Proponents of net neutrality quickly mobilized for the overturn of the FCC's repeal, and last month, the U.S. Senate passed a bill that would scrap the FCC's decision and retain net neutrality rules. The measure passed the Senate by a 52-47 margin with Lisa Murkowski (R-Alaska), John Kennedy (R-La.), and Susan Collins (R-Maine) voting with Democrats to pass the measure.
Activists are hoping for a similar outcome in the House of Representatives, utilizing a process known as the discharge petition to pass the House's version of the Senate's resolution. In most circumstances, a bill does not reach the floor of the House of Representatives until voted out of the committee in which it was assigned. But a discharge petition lets a bill get to the full floor faster by bypassing the committee process.

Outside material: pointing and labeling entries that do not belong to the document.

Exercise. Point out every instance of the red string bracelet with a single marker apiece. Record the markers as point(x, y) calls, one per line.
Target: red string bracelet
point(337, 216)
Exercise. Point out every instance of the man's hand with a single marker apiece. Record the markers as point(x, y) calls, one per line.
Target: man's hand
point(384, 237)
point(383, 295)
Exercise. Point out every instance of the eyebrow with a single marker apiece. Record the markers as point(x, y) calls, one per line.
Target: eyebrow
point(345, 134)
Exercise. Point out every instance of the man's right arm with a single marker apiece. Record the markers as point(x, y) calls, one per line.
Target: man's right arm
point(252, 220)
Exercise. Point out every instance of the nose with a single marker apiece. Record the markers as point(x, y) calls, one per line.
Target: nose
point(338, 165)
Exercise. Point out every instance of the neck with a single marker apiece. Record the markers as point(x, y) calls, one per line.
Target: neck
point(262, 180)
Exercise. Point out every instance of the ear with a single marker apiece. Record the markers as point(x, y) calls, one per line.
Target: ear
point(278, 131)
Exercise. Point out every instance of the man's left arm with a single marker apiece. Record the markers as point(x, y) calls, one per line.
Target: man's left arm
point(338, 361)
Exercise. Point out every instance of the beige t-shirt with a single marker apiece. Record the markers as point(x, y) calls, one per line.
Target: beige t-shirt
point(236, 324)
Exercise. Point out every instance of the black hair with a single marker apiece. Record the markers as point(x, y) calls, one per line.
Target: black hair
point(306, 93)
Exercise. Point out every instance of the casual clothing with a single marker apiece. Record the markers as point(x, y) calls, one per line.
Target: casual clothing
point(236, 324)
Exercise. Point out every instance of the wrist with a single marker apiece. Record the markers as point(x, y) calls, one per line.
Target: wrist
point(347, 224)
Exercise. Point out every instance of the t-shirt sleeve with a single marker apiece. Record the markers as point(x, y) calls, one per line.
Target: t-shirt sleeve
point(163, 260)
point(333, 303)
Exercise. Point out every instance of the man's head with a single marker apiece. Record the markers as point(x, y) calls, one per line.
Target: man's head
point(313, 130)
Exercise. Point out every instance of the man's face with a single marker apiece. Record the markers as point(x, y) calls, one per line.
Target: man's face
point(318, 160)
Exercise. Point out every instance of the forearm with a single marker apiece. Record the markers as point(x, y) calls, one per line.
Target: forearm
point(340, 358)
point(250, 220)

A discharge petition requires a total of 218 signatures from House members. As of last week, 170 expressed their support.
A statement by the pro net-neutrality group Fight for the Future declared: "June 11th will serve as the kick-off for intense campaigning focused on House lawmakers, who will be under tremendous pressure to support the [net neturality measure] ahead of the midterm elections, given that voters from across the political spectrum overwhelmingly support restoring these rules."
Supporters of the FCC measure, such as Senator John Thune (R-South Dakota), are confident that any effects on the upcoming midterm elections will be minimal. "The fact of the matter is nothing is going to change," Thune told Reuters after the Senate's vote. "I don't know how that animates people to vote if their Netflix is working."
A coalition of pro net-neutrality organizations has named Monday, June 11, as "Neutrality Action Day," and they're encouraging members to spread their messages on social media and contact their local representatives in the House.
Yet in spite of these mobilization efforts, their chances of getting the FCC measure overturned remain slim. Even if the bill passes the House of Representatives, it heads to the White House where chances are nearly impossible that President Trump signs the resolution eliminating the first major act of deregulation of his administration.